Der grosse, runde Tisch im Klubzimmer des Stadtcafés ist perfekt gedeckt: Fünf Teller, Messer, Gabeln, Löffel, Weissweingläser, bauchige Rotweingläser und – der Anordnung der Gedecke entsprechend – für fünf Leute. Neben dem Löffel an jedem Platz ein Handy. Die Gäste, hochkonzentriert, haben die Handflächen auf den Tisch gelegt. Ist eine nervöse Spannung zu verspüren? Wird es gut gehen?
Und schon beginnt es.
Das erste Handy intoniert eine Amsel, das zweite die ersten Takte der Nationalhymne, das dritte einen pfeifenden Teekessel, das vierte das von der stolzen Wöchnerin eingespeiste Krähen ihres Neugeborenen, eines Knaben (51 cm, 3700 g), das fünfte fügt das Klacken einer mechanischen Schreibmaschine (Hermes Media 3) hinzu, auf der immer dasselbe Wort, nämlich Kikeriki, mit klingelnder Zeilenschaltung nach jeder Silbe, geschrieben wird.
Welch ein Klanggebilde!
„Bravo!“ Maag schaltet im Nebenraum sein Gerät aus. „Bravissimo!“ Begeistert klatscht er in die Hände und begibt sich zu den Gästen. Am meisten beeindruckt hat ihn bei der Premiere seines Concertinos für fünf Handys, op. 1 die Disziplin der Solisten, die noch genau so dasitzen wie in dem Augenblick, als er sie verlassen hat, jetzt jedoch entspannt und einander zulächelnd.

Concertino

The large round table in the club room of City Café is perfectly set: five plates, knives, forks, spoons, white wine glasses, bulbous red wine glasses, and—arranged accordingly—five people. Next to the spoon at each place setting, a cell phone. The guests, all very focused, rest their palms on the table. Is there a nervous excitement in the air? Will it go well?
And so it begins.
The first cell phone intones the sound of a blackbird, the second, the first bars of the national anthem, the third, a whistling tea kettle, the fourth the cooing of the proud mother’s newborn—a boy (20 in., 8 lbs. 2 oz.)—, and the fifth adds the clicking of a mechanical typewriter (Hermes Media 3) on which the same word, namely cock-a-doodle-do, is being typed with a carriage return bell after each syllable.

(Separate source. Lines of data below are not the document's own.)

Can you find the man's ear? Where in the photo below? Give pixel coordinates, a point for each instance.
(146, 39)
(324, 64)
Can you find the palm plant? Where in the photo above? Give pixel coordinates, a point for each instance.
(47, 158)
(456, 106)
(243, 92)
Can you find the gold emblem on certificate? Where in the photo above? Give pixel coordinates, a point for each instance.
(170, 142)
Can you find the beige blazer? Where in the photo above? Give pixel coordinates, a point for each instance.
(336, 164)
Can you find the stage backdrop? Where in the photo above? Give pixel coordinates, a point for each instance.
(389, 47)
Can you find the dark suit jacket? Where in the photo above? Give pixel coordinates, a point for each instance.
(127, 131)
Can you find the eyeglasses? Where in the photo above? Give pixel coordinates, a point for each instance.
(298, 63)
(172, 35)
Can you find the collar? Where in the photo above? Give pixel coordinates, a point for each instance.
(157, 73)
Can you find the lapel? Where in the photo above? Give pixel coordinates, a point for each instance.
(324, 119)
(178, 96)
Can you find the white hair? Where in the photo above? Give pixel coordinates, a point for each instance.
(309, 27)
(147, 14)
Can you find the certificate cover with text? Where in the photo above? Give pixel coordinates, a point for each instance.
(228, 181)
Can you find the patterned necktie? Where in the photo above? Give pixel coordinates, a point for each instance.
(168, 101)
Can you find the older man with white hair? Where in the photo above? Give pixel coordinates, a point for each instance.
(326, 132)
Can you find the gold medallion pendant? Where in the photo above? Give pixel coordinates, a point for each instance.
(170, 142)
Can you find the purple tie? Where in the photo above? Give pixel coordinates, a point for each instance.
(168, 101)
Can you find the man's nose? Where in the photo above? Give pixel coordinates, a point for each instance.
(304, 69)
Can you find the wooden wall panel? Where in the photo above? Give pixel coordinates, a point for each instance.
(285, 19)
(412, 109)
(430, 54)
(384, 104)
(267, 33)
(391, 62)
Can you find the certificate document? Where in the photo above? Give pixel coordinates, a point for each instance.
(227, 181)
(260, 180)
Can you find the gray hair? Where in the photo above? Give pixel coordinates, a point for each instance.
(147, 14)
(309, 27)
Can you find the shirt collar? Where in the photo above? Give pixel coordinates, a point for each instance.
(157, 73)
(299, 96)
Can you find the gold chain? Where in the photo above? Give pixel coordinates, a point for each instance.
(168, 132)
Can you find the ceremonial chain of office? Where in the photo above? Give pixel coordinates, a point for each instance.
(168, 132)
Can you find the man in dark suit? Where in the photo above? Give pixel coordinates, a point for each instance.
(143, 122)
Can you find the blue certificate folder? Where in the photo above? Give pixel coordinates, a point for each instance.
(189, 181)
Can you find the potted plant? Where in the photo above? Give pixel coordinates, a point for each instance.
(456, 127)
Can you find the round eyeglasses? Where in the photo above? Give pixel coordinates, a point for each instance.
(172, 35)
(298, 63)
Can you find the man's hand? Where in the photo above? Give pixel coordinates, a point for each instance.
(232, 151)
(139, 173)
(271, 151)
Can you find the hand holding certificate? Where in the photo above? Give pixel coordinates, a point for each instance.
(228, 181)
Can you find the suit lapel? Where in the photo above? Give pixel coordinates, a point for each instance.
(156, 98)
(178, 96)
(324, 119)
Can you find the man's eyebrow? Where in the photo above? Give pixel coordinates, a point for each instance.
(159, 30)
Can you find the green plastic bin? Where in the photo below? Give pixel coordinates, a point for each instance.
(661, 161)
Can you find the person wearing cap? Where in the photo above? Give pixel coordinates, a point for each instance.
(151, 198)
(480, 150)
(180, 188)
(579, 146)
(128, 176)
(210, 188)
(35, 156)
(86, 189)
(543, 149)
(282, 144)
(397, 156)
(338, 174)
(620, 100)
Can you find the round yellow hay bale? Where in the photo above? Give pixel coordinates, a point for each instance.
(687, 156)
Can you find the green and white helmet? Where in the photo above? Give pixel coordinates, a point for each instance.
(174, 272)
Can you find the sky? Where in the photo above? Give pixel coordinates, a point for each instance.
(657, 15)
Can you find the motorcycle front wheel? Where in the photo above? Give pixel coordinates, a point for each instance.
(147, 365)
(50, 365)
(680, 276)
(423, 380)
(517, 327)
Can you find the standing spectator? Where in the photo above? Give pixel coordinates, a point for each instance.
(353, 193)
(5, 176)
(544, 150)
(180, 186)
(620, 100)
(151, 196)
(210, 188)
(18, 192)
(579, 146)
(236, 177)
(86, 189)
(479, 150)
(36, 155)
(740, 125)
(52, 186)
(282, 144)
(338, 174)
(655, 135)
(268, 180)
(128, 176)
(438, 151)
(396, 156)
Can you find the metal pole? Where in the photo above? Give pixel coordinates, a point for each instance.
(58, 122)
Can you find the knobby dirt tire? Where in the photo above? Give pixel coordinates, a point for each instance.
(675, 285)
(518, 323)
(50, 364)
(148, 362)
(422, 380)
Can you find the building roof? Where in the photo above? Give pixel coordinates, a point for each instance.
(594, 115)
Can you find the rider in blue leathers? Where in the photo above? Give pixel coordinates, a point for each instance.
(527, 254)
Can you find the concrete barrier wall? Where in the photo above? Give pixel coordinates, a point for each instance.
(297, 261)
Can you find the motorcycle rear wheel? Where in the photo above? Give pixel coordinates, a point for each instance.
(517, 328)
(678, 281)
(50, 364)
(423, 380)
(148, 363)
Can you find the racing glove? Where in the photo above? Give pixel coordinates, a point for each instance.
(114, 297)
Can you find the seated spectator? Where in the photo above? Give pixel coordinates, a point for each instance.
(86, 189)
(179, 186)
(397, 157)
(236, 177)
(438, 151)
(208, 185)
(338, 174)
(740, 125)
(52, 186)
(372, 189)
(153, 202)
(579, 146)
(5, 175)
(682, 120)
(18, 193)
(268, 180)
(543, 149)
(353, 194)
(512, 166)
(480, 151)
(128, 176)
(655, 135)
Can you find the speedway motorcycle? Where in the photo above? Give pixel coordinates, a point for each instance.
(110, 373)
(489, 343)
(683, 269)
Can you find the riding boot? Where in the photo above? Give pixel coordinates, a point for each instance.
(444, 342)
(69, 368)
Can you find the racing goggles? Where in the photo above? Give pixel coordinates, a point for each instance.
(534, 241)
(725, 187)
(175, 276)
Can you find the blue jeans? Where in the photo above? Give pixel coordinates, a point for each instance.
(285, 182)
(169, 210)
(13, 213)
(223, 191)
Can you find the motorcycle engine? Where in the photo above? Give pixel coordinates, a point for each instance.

What an acoustic creation!
“Bravo!” In the adjoining room Maag switches off his phone. “Bravissimo!” He claps his hands enthusiastically and makes his way to his guests. What has impressed him the most at the premiere of his Concertino for Five Cell Phones, op. 1 is the discipline of the soloists, who are still seated exactly as they were the moment he left them, though now relaxed and smiling at one another.